Hello and welcome to the Thursday, February 27th, 2025
edition of the SANS Internet Storm Center's Stormcast. My
name is Johannes Ullrich and today I'm recording from
Jacksonville, Florida. Well, today we have a guest diary by
one of our undergraduate interns, Robin Zaheer. Robin is
writing about the use of ephemeral ports in order to
download malware. This is something that happens quite
common where the web server that the attacker is
connecting to in order to download additional malware is
not listening on port 80, 443, not even port 8000, but
instead on a very high port like 60,000 something or such.

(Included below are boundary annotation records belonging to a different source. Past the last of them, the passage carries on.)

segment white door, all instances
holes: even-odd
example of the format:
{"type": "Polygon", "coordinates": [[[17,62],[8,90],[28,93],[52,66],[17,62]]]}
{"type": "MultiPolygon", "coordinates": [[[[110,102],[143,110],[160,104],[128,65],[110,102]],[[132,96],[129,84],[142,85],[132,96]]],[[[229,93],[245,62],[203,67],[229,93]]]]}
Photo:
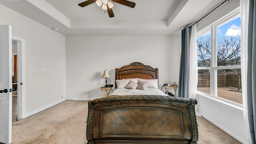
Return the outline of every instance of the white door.
{"type": "Polygon", "coordinates": [[[12,27],[0,26],[0,142],[12,142],[12,27]]]}

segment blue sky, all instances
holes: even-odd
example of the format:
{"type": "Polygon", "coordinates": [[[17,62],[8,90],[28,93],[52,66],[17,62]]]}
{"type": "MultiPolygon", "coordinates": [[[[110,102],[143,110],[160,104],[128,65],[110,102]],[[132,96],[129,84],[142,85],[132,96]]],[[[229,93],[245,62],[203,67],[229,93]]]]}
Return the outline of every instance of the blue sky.
{"type": "Polygon", "coordinates": [[[241,19],[240,17],[218,28],[217,36],[237,36],[241,34],[241,19]]]}

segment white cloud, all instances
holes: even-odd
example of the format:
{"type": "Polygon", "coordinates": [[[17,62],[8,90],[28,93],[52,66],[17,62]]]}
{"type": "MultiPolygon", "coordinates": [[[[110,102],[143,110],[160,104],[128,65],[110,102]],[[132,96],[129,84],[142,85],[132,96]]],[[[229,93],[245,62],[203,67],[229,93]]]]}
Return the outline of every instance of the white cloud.
{"type": "Polygon", "coordinates": [[[217,32],[219,34],[221,34],[221,30],[219,28],[217,29],[217,32]]]}
{"type": "Polygon", "coordinates": [[[225,34],[225,36],[238,36],[240,35],[241,35],[241,27],[234,24],[232,24],[229,27],[225,34]]]}

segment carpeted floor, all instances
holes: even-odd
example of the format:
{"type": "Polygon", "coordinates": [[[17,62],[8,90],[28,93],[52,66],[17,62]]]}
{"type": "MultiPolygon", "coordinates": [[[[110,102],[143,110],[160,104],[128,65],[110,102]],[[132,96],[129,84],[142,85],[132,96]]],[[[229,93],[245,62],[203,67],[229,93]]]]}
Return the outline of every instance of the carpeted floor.
{"type": "MultiPolygon", "coordinates": [[[[13,122],[11,144],[86,144],[87,103],[66,100],[13,122]]],[[[197,118],[198,144],[241,144],[203,117],[197,118]]]]}

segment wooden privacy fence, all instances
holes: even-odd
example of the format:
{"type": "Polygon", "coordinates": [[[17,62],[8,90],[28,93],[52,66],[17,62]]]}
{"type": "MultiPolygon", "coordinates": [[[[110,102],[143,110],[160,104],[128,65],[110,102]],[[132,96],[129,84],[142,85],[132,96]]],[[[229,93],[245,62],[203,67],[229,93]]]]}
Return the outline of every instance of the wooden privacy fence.
{"type": "MultiPolygon", "coordinates": [[[[209,87],[210,74],[198,74],[198,87],[209,87]]],[[[218,74],[218,87],[232,86],[241,88],[241,74],[218,74]]]]}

This is certainly something to look for where you're looking
for anomalies, looking for HTTP traffic or HTTPS or TLS
traffic for that matter on these high ports. You have to
be a little bit careful. I've particularly lately more and
more seen it with web service and such where they sometimes
listen on these high odd ports in cloud environments. Also, I
think in part also because of the overloading of IP
addresses, people sometimes use these sort of random high
ports. They're even sometimes negotiated dynamically. So
where you first have some kind of handshake that then defines
what high port is being used. This used to be more common
like for a voiceover IP and for online gaming. But I've
sadly seen this more and more with sort of more mainstream
applications as well, which of course makes a detection of
this kind of attack activity more tricky. Still something
to look for. And if you can definitely block outbound
connections on these high ports. Again, just be careful
that you're not disrupting any important traffic. Well, and
then we have actually two stories that are related to
attacks against developers. One of my favorite topics. I
definitely have to cover it here. First one is a malicious
theme for Visual Studio Code. What makes this theme
particularly problematic is that it appears at least 4
million users have downloaded it. And the respective author
of this theme and a couple others is one of the most
prolific authors on the Visual Code store. Now, this comes
from Amit Assaraf. If Amit did not disclose yet what exact
the indicators are that made them believe that this
particular theme is malicious. The theme was called the
material theme. And one little problem here is that when
you're applying a theme like this, you're thinking you're
changing the look and feel of the software. In this case,
Visual Code somewhat. But even a theme that pretty much just
changes colors and such often has the ability to also
execute code. And with that, of course, also execute
malicious code. It will be interesting to see once Amit
is coming up with more details here. At this point, Amit is
asking anybody who has this theme installed to contact
them for more indicators of compromise. Now, there are a
couple listed here, essentially the name of the
theme files that you would have downloaded. The
supposedly malicious theme is no longer available in the
Visual Studio Code store. And the second developer store we
have comes from the Bybit. I hope I pronounce this
correctly. A breach. Probably have heard of this where Bybit
lost something like $1.3, $1.4 billion in Ethereum to a
likely North Korean threat actor. Well, the problem here
apparently appears to be a compromised workstation of
SafeWallet developers. SafeWallet is a company that
provides web applications to basically facilitate the
signing of these Ethereum contracts. And JavaScript was
replaced in their application that specifically targeted
Bybit. So the next time Bybit went to the site, signed a
digital contract, this malware intercepted this and then
altered the contract. I just went to the SafeWallet site
just because I wasn't really familiar with the site. I'm
not big into cryptocurrencies. And know that they now have a
pop-up before you go to the site that specifically asks
you to verify the contract before you sign it. So I guess
that's how they are trying to counter this a little bit. I
think just yesterday I talked about how important it is to
keep your development and production infrastructures
separate. So a compromise of an individual developer's
machine cannot compromise your entire architecture and
infrastructure. We've had this happen a couple times in the
past where compromised developer machines sort of
basically took down the entire organization. So please try to
avoid this. Have some kind of privileged access workstation
or whatever you want to call it that are specifically
designed to just be used to, for example, manage things
like updates, cryptographic keys and such on production
environments. And then two other vulnerabilities I think
you should be aware of. First of all, two vulnerabilities in
rsync that could allow someone to take over a server
running rsync. Definitely something to be aware of.
Usually it's not really exposed like this to the
network. And then secondly, a vulnerability in the OpenH264
codec. If you're watching the video here, you're probably
using the H264 codec. It's one of the big codecs being used
to encode video. So definitely that is probably affecting a
bunch of different software. And yes, it could lead to
remote code execution. Well, and this is it for today. So
thanks again for listening. And thanks to everybody who's
recommending this podcast. Just saw a nice post today on
LinkedIn, I think. So thanks a lot for that. And of course,
always good to click the like or five star or whatever your
particular podcast app offers or leave a nice little review.
Thanks and talk to you again tomorrow. Bye.